Yea, thats what I fear. I'll buy the boots and be screwed. I'm not thrilled about the Deeluxe ID's either. Its a good boot but my feet hurt afterwards. I guess I have no other choice then to sell the large Cartels.

Sorry to derail this, I just don't wanna clutter the forum with a new thread but would the Union Contact be a good binding for the NS SL? I'm still progressing, learning so I don't need anything super stiff and high end. Thoughts?


----------



## CK1000 (Aug 27, 2014)

OU812 said:


> Yea, thats what I fear. I'll buy the boots and be screwed. I'm not thrilled about the Deeluxe ID's either. Its a good boot but my feet hurt afterwards. I guess I have no other choice then to sell the large Cartels.
> 
> Sorry to derail this, I just don't wanna clutter the forum with a new thread but would the Union Contact be a good binding for the NS SL? I'm still progressing, learning so I don't need anything super stiff and high end. Thoughts?

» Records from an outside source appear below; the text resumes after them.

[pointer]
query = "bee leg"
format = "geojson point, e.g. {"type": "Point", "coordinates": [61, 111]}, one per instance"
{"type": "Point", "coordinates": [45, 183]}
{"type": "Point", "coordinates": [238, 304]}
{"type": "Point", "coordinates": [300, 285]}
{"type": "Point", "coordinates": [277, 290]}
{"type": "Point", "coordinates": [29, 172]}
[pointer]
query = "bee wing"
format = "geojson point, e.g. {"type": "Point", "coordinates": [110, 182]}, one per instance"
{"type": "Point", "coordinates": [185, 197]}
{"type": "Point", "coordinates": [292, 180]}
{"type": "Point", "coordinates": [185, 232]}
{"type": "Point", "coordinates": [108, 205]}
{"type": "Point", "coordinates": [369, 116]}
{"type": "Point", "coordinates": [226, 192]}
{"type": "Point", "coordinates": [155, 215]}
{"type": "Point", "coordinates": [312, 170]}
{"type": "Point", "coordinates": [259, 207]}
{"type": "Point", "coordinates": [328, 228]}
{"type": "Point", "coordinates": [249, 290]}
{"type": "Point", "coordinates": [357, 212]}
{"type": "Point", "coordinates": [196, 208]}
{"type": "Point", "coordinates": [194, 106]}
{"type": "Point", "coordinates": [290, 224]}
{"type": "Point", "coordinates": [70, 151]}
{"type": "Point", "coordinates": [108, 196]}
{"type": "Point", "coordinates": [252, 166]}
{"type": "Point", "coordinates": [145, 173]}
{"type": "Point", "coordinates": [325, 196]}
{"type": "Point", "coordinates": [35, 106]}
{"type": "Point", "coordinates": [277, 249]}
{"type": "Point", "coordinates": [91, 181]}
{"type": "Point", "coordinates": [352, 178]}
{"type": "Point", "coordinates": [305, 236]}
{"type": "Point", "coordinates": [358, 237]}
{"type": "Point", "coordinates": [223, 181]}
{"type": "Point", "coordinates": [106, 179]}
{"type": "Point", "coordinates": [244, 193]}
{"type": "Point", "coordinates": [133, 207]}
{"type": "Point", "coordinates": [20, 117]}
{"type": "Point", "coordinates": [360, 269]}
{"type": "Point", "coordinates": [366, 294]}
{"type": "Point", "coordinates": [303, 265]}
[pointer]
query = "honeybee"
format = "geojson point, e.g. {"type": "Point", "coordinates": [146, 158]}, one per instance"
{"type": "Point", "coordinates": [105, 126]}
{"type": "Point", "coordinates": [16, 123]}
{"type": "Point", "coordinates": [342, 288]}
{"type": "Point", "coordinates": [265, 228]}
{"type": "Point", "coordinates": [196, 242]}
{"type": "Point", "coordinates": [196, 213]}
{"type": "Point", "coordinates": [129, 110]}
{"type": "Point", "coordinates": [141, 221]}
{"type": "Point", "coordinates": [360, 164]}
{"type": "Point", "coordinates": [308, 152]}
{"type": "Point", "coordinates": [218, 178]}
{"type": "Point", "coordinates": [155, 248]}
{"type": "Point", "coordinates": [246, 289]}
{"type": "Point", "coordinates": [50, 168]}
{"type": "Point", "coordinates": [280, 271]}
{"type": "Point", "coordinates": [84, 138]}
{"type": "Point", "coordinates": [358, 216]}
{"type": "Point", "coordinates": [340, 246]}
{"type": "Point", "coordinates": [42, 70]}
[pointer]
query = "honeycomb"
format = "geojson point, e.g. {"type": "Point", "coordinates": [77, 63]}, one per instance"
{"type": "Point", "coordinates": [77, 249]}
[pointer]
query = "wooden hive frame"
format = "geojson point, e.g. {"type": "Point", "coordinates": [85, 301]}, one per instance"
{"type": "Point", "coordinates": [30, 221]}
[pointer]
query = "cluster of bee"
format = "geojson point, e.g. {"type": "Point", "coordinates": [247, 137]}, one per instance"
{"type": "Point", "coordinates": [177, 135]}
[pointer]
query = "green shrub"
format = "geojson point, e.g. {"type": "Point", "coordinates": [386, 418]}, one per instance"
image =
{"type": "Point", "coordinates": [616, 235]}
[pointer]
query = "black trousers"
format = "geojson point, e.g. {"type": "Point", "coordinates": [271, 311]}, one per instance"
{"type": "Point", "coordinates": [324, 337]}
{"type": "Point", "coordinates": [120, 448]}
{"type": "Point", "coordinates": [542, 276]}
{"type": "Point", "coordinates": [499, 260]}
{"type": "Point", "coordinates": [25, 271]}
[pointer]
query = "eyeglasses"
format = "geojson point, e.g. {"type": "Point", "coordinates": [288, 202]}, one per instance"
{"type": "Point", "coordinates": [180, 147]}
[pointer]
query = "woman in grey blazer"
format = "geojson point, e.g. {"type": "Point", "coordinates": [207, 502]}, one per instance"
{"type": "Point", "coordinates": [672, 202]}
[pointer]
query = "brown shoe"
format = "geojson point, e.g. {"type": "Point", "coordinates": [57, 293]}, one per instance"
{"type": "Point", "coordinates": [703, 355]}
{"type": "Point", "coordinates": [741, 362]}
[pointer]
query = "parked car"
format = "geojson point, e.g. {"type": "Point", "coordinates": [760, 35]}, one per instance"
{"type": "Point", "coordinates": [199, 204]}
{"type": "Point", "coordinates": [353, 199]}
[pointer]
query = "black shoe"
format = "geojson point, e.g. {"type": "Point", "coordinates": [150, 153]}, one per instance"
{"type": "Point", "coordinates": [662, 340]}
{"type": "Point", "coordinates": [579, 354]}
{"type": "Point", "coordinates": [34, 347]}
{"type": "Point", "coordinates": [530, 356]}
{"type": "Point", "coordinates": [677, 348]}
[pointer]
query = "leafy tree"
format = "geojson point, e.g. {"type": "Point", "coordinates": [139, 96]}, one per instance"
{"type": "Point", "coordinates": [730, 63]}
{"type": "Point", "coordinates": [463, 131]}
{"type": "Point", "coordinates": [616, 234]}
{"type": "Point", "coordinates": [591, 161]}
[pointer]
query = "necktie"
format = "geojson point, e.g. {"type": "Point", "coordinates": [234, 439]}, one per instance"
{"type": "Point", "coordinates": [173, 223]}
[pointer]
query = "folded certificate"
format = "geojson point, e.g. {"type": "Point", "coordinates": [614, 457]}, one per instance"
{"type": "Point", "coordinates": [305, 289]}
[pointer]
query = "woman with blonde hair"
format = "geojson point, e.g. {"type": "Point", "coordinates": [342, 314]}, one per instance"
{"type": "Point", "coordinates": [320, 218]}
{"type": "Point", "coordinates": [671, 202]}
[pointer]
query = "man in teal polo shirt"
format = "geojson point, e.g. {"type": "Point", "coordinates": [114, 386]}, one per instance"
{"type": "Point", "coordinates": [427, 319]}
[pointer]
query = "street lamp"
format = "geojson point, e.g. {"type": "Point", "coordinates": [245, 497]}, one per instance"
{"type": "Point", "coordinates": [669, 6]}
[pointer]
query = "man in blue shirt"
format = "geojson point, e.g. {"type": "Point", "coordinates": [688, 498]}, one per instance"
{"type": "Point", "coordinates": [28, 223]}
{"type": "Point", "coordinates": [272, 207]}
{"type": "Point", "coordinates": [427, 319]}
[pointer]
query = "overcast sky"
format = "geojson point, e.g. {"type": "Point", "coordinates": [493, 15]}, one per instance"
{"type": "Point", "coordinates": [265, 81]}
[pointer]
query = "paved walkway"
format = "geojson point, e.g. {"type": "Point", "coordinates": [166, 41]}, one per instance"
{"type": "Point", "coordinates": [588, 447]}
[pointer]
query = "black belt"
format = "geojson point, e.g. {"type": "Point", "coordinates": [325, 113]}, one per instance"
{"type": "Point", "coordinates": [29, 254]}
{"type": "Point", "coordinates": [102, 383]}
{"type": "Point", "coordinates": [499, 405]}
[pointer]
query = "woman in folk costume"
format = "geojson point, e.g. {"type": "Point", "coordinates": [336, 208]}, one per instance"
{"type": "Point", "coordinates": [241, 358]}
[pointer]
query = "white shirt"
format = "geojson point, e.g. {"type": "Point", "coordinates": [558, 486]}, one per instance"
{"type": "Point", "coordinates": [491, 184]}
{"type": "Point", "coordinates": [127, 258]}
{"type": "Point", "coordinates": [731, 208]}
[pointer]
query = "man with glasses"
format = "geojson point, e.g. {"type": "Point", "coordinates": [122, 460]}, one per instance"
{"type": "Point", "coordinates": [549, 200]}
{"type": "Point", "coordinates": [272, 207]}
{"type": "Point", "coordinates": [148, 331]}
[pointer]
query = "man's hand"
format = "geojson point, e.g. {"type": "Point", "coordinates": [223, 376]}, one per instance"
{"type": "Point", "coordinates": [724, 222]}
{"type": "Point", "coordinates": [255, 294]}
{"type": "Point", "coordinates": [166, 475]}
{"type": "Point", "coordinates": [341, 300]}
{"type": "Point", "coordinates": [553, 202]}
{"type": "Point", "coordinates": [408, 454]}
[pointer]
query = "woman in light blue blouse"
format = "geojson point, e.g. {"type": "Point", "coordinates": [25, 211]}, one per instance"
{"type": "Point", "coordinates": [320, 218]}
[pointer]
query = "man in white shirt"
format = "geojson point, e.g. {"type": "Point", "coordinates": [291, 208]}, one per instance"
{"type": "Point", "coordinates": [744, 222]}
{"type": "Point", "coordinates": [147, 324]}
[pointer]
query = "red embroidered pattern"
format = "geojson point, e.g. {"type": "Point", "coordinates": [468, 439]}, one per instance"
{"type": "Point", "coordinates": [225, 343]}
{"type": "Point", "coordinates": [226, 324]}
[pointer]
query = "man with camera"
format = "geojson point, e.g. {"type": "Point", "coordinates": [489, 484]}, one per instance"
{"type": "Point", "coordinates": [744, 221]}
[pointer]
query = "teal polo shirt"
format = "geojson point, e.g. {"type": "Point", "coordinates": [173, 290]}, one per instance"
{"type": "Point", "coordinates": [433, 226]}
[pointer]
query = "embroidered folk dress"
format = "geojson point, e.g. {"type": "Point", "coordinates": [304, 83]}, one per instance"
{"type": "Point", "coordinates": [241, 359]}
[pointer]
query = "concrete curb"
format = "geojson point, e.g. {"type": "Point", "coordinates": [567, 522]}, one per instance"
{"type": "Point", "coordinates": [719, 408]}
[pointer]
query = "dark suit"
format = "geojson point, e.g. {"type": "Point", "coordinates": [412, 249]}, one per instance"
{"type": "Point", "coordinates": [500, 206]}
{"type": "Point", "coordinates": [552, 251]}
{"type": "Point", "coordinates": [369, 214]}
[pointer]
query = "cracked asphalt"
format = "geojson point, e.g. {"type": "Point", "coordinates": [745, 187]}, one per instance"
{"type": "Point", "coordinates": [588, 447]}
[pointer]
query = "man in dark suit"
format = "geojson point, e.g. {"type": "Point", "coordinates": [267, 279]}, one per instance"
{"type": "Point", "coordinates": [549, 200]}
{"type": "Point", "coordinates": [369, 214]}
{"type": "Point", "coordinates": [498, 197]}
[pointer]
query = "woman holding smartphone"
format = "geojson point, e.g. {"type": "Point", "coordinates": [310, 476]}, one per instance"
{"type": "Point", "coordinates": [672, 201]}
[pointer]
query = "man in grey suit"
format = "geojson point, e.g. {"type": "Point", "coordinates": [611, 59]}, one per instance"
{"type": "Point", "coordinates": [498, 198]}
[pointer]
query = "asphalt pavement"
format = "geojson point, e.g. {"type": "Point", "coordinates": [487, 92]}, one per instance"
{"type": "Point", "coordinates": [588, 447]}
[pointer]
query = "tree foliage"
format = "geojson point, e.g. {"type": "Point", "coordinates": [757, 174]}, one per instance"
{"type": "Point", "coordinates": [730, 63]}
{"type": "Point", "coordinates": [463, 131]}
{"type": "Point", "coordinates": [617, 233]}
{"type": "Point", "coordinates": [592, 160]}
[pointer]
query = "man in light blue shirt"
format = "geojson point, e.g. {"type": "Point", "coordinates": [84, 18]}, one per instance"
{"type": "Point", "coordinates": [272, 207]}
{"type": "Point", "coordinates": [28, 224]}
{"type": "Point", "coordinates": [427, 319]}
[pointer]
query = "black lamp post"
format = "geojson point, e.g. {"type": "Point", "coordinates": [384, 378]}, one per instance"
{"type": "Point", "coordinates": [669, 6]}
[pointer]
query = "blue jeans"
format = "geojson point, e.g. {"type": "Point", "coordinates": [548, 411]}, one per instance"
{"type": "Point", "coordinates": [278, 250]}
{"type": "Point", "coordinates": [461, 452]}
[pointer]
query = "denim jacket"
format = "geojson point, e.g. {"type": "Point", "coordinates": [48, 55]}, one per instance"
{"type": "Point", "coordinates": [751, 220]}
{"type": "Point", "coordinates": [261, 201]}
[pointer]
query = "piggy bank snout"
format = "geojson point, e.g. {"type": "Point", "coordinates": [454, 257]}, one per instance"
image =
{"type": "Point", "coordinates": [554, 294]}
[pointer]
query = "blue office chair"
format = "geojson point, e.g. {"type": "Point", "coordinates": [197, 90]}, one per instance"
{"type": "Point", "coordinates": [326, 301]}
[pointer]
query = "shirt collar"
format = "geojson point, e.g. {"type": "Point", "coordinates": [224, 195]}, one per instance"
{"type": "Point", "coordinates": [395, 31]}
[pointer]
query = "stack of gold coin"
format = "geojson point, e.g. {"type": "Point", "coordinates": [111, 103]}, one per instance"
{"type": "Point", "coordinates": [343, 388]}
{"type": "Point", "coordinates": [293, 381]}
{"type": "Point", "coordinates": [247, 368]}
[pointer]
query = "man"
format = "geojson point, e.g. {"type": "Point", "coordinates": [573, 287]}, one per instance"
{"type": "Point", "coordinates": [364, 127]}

I don't have any experience with Union, but from what I've seen seems the Contact is more geared towards a "park binding"... That said, I've pretty much always stuck to Burton bindings (though I'm quite the opposite of a Burton fanboy) as I've had so many very experienced riders tell me that when it comes to bindings "there's Burton, and then every one else", and been to quite a few contests and first-hand noticed pros who had nothing to do with them using them (I remember a Jamie Lynn poster in my house while in college w/ him doing a huge method while rocking Burton Customs); they just seem to work, so peeps use them...
The Cartels are kind of the "industry standard" at a little higher price-point, but really, the Missions, Customs, and even the Freestyles, are really good too; just make sure to get the right size, which's what the point of this post was lol...


----------



## kaipirinha81 (Jan 20, 2010)

CK1000 said:


> Just posted this as a reply to a question in another thread, but figured I'd post this in it's own thread to make it easier to find since I've seen so many questions about whether to get Medium or Large size in the Cartels. Maybe this will help someone out before they buy the wrong size...
> 
> - Remember that w/ Burton bindings you are stuck with what the holes in the disks give you as far as moving the binding "port to starboard" (and the older ones had 5 choices as far as what holes you could use, the newer ones only give you 3)...
> 
> ...


CK1000 can you tell what is the size of the snowtrooper in the photo? Don't you think you will have toe/heel drag problems? I am just curious because 
I bought an Heritage 160 (25.6 waist width) and my boot size is 11.5 US K2, but with a large footprint and many people told me that I won't have problems and I believe, but I would prefer to have less overhang than it appears on your photos.


----------



## CK1000 (Aug 27, 2014)

kaipirinha81 said:


> CK1000 can you tell what is the size of the snowtrooper in the photo? Don't you think you will have toe/heel drag problems? I am just curious because
> I bought an Heritage 160 (25.6 waist width) and my boot size is 11.5 US K2, but with a large footprint and many people told me that I won't have problems and I believe, but I would prefer to have less overhang than it appears on your photos.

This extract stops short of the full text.